Forget Vitamins, Controversial Chelation Therapy Helps Heart
If your wellbeing is affected by a heart attack, vitamins and minerals won’t do much to help, but controversial “chelation” therapy might. This is according to a much-anticipated heart wellness clinical trial, which found that vitamin and mineral supplements did nothing to improve patient outcomes, whilst the modest gains from the arduous ‘leaching’ therapy weren’t enough to OK it at this time.
Lead researcher Dr Gervasio Lamas said chelation therapy, in which doctors give patients high-dose vitamins along with special infusions that seek to leach heavy metals from the body, is still not recommended. ‘These findings should stimulate further research, but are not by themselves sufficient to recommend the routine use of chelation therapy and high-dose vitamins in most patients,’ said the chief of the Columbia University Division of Cardiology, Mount Sinai Medical Centre, Miami Beach.
Funded by the US National Institutes of Health, the researchers examined whether chelation therapy might help patients who’d suffered a heart attack, and presented their findings at the American College of Cardiology (ACC) annual meeting in San Francisco.
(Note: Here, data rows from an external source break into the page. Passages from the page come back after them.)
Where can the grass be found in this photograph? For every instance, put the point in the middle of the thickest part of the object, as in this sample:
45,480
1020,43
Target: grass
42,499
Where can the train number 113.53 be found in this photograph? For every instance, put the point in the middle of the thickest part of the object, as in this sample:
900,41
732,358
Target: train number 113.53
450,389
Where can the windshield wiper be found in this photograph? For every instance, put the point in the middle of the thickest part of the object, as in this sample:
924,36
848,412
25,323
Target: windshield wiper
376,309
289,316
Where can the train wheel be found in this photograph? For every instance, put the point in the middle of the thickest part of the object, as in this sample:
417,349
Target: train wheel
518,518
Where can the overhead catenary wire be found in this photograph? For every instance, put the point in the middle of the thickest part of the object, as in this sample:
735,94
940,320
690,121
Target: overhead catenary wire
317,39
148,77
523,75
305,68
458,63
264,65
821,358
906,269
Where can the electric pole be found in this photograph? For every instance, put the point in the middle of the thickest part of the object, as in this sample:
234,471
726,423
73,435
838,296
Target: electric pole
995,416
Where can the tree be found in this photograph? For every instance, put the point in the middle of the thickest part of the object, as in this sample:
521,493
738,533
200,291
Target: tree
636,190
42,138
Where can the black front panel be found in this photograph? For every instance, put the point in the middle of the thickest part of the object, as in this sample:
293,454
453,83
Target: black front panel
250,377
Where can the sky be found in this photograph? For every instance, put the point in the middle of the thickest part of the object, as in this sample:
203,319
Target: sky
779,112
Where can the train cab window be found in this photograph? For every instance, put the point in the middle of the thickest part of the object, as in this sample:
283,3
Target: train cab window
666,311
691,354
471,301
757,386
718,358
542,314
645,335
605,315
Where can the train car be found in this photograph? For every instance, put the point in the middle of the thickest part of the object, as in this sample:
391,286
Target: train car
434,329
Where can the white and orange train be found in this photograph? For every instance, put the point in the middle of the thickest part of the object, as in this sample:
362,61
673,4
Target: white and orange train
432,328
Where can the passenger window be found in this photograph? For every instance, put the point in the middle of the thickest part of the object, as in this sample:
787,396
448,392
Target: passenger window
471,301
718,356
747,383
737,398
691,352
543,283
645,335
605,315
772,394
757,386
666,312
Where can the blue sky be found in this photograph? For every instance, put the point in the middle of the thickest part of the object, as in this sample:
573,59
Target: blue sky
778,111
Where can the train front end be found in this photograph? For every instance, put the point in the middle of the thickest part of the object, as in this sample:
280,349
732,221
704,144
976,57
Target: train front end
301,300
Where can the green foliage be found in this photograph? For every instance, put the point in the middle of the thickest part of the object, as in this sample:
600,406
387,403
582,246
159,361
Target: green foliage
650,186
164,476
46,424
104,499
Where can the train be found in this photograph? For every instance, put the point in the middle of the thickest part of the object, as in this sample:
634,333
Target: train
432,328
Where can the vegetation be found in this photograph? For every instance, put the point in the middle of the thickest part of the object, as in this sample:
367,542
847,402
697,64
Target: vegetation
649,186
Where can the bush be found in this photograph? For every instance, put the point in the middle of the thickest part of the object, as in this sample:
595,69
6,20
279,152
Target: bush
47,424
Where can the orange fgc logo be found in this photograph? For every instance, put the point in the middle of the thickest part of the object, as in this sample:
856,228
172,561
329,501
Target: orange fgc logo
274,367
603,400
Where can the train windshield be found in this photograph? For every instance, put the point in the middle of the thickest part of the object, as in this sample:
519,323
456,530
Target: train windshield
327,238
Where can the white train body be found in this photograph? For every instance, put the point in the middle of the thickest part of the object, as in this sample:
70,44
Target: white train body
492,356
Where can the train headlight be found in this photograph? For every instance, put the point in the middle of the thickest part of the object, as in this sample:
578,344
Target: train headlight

The US Food and Drug Administration (FDA) is yet to approve the expensive treatment, which involves dozens of gruelling infusions conducted over a period of years, for heart patients.
Because chelation therapy also involves daily high-dose vitamins and minerals, Lamas explained that the new analysis tried to separate out the effects of the supplements from that of the chelation itself, finding that a group of participants who took daily high-dose vitamins and minerals alone had experienced no benefit. ‘We cannot recommend high-dose oral vitamins and minerals as adjunct therapy for people who have had [heart attacks],’ he said.
However, in another group who took vitamins and minerals in combination with chelation therapy, 6% fewer patients experienced some kind of cardiovascular event, such as heart attack, stroke or hospitalization for angina (chest pain), than the 32% seen among those who got placebo/placebo therapy only. Lamas commented, ‘The message really is a cautious message. We brought something that has been an alternative medicine treatment into the realm of scientific inquiry and found unexpected results that may merit future research. However, we don’t think that the results of any single trial are enough to carry this novel hypothesis into daily use for patients.’